It's valid, but if uncommented in the default pf.conf ruleset, it would
allow anyone to use your ftp-proxy due to the following 'pass' rule.

http://www.openbsd.org/cgi-bin/cvsweb/src/etc/pf.conf?rev=1.49;content-type=text%2Fplain

It would be better to prevent such potential abuse by using the
egress interface group. The trouble is the 'on ...' will not allow
the use of parenthesis since it's denoting a group of interfaces
rather than a group of addresses assigned to interfaces.
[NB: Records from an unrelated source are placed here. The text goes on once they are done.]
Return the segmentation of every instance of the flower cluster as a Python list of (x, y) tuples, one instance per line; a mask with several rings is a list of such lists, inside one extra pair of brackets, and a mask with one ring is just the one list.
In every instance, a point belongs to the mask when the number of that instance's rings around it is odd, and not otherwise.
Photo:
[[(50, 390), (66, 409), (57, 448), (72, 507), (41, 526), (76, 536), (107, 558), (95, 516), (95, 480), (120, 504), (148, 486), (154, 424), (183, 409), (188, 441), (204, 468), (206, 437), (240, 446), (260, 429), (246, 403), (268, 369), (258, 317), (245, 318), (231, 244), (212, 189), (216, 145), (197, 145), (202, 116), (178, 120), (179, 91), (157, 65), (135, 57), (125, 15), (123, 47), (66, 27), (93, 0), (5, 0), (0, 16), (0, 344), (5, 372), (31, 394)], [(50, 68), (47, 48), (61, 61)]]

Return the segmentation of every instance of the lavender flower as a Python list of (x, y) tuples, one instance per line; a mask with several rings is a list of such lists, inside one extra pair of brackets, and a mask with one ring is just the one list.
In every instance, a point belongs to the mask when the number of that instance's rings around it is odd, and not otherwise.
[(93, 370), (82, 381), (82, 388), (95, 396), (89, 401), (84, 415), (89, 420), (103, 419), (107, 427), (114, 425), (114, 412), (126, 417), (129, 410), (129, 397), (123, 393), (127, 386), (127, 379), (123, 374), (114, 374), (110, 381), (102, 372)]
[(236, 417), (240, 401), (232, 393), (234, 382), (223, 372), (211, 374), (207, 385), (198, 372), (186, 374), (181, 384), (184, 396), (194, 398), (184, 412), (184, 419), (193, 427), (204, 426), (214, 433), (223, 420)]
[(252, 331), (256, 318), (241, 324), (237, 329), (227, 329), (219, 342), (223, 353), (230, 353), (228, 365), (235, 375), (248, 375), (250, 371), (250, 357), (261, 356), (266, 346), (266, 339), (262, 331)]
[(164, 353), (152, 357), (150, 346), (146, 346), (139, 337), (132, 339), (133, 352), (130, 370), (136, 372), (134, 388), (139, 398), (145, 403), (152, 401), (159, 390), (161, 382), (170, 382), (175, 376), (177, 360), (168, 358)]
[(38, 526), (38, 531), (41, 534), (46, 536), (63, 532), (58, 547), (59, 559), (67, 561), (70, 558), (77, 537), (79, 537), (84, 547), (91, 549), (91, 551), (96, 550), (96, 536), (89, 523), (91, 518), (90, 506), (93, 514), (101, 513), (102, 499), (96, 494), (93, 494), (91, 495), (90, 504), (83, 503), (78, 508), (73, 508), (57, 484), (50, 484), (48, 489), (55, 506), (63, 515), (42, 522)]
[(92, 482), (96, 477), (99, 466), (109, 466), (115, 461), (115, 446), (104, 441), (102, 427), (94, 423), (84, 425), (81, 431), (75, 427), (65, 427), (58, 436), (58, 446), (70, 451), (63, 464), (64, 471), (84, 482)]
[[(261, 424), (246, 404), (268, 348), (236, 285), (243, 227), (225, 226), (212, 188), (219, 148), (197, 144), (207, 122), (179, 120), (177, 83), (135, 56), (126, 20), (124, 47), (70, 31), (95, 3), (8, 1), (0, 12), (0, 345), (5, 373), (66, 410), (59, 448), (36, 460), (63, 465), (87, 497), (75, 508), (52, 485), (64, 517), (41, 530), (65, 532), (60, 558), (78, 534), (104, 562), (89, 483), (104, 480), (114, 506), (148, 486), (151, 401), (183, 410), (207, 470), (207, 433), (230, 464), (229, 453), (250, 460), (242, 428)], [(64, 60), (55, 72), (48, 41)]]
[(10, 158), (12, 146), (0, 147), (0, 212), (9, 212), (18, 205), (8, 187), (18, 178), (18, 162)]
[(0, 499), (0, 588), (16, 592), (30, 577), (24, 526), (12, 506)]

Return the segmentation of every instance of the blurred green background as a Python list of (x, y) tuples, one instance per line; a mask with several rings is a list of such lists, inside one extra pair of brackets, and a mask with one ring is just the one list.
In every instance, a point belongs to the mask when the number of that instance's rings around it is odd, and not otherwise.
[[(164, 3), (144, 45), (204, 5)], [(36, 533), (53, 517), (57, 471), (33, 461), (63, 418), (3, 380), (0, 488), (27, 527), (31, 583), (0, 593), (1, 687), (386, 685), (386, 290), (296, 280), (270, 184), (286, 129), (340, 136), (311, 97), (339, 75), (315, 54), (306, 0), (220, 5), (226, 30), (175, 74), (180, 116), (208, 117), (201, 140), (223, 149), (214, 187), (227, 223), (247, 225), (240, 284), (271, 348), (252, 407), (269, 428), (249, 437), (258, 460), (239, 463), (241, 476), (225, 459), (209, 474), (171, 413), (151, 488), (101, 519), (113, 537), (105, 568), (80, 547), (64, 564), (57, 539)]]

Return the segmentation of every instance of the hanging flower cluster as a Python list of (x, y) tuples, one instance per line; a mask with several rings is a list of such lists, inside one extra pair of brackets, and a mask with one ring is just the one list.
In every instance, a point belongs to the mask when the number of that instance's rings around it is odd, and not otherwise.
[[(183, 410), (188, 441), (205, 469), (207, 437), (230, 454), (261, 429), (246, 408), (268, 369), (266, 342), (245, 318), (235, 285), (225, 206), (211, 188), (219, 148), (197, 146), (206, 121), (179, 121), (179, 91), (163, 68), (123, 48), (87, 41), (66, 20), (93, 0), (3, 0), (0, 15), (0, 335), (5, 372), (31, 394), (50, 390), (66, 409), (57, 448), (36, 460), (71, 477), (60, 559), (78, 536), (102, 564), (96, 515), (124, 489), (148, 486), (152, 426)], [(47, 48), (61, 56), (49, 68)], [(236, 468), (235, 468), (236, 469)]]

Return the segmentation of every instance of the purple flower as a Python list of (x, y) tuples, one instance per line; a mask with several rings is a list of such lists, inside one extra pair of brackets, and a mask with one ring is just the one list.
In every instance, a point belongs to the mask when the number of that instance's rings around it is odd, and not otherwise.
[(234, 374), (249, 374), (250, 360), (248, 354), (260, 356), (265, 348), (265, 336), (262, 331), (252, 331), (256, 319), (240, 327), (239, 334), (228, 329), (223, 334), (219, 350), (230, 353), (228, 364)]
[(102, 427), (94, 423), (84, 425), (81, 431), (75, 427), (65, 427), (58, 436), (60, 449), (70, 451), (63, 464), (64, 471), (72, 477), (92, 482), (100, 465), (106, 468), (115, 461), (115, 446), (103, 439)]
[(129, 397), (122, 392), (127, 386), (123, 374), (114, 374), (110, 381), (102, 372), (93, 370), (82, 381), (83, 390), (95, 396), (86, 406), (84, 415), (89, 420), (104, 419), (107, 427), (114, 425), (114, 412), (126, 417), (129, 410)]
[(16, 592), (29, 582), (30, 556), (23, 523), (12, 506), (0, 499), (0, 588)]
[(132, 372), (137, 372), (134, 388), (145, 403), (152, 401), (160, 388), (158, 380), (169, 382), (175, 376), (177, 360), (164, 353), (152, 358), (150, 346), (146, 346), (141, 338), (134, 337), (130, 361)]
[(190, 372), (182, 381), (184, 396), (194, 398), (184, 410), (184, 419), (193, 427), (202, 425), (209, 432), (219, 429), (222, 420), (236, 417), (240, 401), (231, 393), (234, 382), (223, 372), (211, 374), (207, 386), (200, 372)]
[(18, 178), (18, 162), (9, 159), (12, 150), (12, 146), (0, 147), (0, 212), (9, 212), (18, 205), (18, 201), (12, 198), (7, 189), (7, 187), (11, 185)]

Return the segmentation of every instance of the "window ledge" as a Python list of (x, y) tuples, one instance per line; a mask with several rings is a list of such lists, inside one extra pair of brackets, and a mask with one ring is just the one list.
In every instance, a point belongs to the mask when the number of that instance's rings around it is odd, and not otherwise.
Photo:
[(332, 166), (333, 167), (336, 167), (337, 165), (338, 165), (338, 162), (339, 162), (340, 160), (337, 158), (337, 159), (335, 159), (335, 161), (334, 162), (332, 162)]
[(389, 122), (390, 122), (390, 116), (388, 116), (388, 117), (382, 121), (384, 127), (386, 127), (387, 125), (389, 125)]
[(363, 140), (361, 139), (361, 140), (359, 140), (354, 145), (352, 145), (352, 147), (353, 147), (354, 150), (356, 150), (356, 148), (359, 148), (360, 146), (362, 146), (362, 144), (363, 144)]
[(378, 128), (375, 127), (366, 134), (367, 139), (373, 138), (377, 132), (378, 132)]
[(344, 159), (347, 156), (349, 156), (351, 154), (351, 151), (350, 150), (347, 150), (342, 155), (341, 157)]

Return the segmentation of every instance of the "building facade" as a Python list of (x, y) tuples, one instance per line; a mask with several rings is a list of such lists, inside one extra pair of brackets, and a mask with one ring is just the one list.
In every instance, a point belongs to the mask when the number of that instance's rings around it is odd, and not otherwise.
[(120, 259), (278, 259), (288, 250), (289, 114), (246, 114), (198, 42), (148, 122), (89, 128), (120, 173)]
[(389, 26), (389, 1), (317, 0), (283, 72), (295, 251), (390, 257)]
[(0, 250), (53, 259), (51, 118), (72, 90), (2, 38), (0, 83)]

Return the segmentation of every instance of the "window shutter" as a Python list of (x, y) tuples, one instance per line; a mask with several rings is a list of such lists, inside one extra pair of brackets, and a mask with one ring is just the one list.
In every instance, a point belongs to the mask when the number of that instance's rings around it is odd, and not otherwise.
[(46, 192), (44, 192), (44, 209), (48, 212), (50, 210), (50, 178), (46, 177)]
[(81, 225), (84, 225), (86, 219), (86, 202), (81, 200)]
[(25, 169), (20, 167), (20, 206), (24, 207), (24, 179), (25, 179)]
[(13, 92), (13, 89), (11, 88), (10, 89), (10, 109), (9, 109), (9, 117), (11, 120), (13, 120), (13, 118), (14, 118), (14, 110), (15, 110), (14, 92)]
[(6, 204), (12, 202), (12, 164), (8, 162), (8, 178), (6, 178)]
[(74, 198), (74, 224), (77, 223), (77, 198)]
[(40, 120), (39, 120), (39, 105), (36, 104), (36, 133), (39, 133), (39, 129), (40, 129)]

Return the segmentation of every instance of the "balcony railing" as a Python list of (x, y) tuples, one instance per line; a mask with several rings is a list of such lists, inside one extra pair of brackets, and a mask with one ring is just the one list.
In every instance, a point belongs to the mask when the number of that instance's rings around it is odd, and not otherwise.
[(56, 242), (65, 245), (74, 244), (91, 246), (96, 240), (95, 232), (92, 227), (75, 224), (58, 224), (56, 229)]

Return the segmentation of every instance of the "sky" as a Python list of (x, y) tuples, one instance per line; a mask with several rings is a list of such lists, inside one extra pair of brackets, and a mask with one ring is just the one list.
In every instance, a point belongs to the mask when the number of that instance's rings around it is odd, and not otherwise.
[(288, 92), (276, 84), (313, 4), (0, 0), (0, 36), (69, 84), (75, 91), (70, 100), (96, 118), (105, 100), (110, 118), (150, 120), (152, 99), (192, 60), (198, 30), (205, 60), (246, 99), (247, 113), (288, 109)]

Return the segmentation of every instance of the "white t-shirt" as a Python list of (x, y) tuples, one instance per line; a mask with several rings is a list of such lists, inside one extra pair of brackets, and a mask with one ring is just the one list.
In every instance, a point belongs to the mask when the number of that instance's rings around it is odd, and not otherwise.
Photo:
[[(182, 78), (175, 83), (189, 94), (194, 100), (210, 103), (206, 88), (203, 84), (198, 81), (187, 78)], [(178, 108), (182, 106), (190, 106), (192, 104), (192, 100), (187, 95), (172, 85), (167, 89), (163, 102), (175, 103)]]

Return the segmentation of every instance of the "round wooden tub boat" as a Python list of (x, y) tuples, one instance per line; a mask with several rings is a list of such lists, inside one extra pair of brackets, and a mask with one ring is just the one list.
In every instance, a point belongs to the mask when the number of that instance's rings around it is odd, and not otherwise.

But this
is easily overcome by using 'from (...)' so when the underlying
address(es) change on any interface in the group, the rule will
reevaluated.

NOTE: At present, I don't understand how pf reacts when interface
groups are changed (interfaces added or deleted).


Index: pf.conf
===================================================================
RCS file: /cvs/src/etc/pf.conf,v
retrieving revision 1.49
diff -N -u -p pf.conf
--- pf.conf 17 Sep 2009 06:39:03 -0000 1.49
+++ pf.conf 12 May 2010 22:25:59 -0000
@@ -8,7 +8,8 @@ set skip on lo
 
 # filter rules and anchor for ftp-proxy(8)
 #anchor "ftp-proxy/*"
-#pass in quick proto tcp to port ftp rdr-to 127.0.0.1 port 8021
+#pass in quick on !egress proto tcp from !(egress) to port ftp \
+# rdr-to 127.0.0.1 port 8021
 
 # anchor for relayd(8)
 #anchor "relayd/*"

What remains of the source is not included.